Gewinn um mehr als 20 Prozent eingebrochen

Dass es in der Division Prozessindustrie und Antriebe bei Siemens zu Einschnitten kommen könnte, stand zu befürchten. In seinem Geschäftsbericht für das abgelaufene Jahr hatte der Konzern bereits angemerkt, dass er auch 2016 für die von der Division bedienten Märkte eine verhaltene Entwicklung erwartet. Die Nachfrage der Ölindustrie sowie des Bergbaus werde voraussichtlich gegenüber dem Geschäftsjahr 2015 weiter sinken, vor allem in den vorgelagerten Märkten, hieß es damals. So kam es dann auch: Im ersten Quartal des neuen Geschäftsjahrs, das bei Siemens im Oktober beginnt, ging der Umsatz in der Antriebssparte um sechs Prozent auf 2,2 Milliarden Euro zurück, der Gewinn brach um mehr als 20 Prozent ein. Die angestrebte Marge von acht bis 12 Prozent wurde mit 5,7 Prozent klar verfehlt. Damit war die Sparte die am zweitwenigsten profitable des Konzerns. Noch unerfreulicher lief es nur in der Division „Power and Gas“, die eine Marge von 4,2 Prozent erzielte. Auch ihr macht bekanntlich der niedrige Ölpreis zu schaffen.

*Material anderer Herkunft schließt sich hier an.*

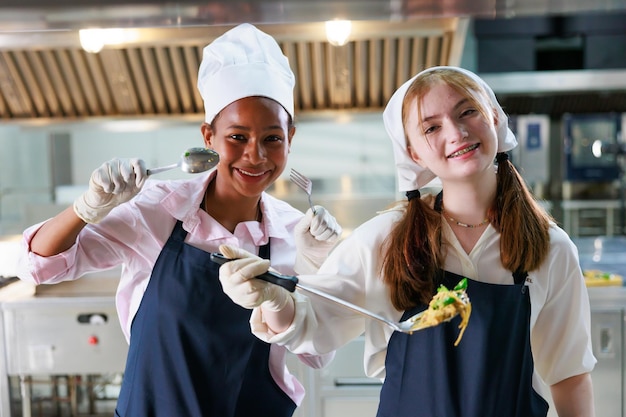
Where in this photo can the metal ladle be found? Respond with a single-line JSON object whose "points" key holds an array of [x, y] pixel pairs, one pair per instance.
{"points": [[193, 161]]}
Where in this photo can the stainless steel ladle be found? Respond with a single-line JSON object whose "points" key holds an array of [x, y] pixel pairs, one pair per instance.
{"points": [[193, 161]]}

In anderen Sparten stehen Neueinstellungen bevor

Insgesamt steht der Konzern dagegen derzeit blendend da. Wie berichtet, hatte Siemenschef Joe Kaeser bei der Jahreshauptversammlung im Januar höchst erfreuliche Zahlen im Gepäck: Der Vorstandsvorsitzende vermeldete ein Umsatzplus und einen Gewinnsprung. Und auch die Auftragsbücher füllten sich dank eines Kraftwerks-Großauftrages aus Ägypten weiter. Den Konzernumbau sehen die Verantwortlichen als abgeschlossen an. Man treibe nun den Wandel zum digitalen Industrieunternehmen voran und stelle die Weichen für Innovation und weiteres Wachstum, heißt es. Eine Milliarde Euro würden dazu in Forschung, Entwicklung, Produktivität sowie für den weltweiten Vertrieb investiert. Und auch die Zahl der Neueinstellungen soll sich in den kommenden Jahren „auf hohem Niveau einpendeln“. Man rechne jährlich mit mindestens 25.000 Neueinstellungen weltweit, rund 3000 davon in Deutschland. Für die vom Stellenabbau Betroffenen in Bayern dürfte das freilich ein schwacher Trost sein.